Musings on Entrepreneurship and Innovation
Monday, July 19, 2004
Market Velocity and Organizational Pacing
I just came across an interesting posting regarding the management of creativity that highlights a conundrum:
- When the organization is "winning" there is enough time, resources, and opportunities to explore new options -- but there is also little incentive to change what isn't broken.
- When the organization is "losing" there is urgency, purpose, and often clarity for changing but there is also not enough resources to devote to exploring options, and this approach is not a long-term solution.
In other words, when we're flush, we tend to get passive and flabby. It's only when we're in the middle of a massive coronary does serious consideration of an exercise regimen enter our thoughts. Sometimes, the thought comes too late.
Organizational creativity, like exercise, takes time, thought, energy and other scarce resources. Consequently, a commitment to exploring options involves economic tradeoffs:
- Is our innovation and product development schedule aggressive enough for this market?
- How does our innovation rate compare to customers' shifting preferences?
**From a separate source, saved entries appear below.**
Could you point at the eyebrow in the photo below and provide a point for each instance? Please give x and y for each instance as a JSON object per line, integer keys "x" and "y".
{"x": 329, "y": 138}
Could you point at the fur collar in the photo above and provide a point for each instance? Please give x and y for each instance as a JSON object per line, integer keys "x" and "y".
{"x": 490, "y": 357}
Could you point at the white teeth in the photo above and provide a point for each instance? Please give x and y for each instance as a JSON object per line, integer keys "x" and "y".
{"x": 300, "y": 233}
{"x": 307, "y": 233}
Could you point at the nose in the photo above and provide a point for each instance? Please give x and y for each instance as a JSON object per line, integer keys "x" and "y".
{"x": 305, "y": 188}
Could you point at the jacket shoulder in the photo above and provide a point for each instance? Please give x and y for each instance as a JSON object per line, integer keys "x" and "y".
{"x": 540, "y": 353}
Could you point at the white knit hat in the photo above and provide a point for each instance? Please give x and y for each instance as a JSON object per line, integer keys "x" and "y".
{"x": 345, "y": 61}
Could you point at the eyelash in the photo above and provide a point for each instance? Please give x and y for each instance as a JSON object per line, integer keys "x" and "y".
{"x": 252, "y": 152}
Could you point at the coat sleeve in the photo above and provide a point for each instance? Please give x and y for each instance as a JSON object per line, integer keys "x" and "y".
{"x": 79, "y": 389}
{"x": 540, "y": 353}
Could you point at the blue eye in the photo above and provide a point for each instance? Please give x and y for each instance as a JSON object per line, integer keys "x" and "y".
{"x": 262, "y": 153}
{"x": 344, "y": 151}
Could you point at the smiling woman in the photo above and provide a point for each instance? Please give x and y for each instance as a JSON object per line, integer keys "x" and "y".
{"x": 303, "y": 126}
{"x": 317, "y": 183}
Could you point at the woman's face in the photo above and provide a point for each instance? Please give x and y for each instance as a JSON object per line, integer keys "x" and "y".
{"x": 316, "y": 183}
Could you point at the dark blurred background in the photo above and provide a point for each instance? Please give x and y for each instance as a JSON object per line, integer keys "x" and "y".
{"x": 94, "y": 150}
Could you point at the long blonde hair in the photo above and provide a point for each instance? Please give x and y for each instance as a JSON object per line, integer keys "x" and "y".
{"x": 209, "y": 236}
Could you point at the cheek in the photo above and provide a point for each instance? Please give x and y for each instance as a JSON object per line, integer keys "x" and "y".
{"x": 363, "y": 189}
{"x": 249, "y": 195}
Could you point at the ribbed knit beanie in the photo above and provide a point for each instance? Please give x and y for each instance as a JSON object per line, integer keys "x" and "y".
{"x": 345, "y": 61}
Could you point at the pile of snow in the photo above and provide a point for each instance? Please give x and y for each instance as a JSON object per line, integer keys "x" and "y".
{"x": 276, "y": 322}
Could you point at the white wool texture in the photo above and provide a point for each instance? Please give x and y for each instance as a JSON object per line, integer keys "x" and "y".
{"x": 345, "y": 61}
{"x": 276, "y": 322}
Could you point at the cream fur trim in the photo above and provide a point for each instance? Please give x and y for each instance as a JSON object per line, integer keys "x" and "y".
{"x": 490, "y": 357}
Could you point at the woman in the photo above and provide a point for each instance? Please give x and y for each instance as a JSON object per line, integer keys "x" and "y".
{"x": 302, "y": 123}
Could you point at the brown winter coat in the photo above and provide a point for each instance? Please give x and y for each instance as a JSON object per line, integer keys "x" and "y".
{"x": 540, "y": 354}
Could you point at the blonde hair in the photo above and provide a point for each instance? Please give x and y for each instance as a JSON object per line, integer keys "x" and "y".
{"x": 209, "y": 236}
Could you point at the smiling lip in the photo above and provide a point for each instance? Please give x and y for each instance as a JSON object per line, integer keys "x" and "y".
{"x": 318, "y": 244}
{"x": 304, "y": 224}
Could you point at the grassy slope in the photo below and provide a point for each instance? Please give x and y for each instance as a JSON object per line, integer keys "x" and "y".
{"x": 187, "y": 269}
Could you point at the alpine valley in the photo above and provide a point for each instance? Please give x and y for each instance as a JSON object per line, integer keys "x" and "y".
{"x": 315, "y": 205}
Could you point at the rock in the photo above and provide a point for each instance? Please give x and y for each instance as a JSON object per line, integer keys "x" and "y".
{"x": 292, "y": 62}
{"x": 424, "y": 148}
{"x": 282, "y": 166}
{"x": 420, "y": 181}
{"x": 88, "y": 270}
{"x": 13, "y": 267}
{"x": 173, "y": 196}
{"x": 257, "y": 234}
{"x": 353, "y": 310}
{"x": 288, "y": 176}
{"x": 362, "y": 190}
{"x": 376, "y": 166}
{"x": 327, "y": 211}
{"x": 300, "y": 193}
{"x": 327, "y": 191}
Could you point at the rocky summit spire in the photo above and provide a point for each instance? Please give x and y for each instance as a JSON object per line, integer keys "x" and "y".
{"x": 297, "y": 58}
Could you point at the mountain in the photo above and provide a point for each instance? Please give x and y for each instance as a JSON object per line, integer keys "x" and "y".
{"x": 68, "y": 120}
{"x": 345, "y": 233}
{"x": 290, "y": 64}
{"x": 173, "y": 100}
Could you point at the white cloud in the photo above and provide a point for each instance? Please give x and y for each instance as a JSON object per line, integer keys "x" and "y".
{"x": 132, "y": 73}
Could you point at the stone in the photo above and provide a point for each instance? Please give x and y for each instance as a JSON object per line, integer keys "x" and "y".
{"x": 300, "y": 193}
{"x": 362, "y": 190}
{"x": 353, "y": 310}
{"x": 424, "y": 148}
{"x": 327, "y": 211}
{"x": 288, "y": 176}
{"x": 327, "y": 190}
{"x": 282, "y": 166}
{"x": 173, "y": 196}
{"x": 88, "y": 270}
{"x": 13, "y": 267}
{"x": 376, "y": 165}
- How can we make sure customers value the excellence we offer?
- How much is the bottleneck in manufacturing/finance/customer service going to hurt our growth?
- Is the market leaving the company behind? Is the market moving out of range of the products we offer?
- How fast is too fast?
These are the kind of questions that my Venture Dynamics Group colleagues, Laura Black and Don Greer of Greer Black Company, help companies answer. They are hard questions, to be sure, but the alternative to trying to answer them might be the equivalent of a corporate heart attack.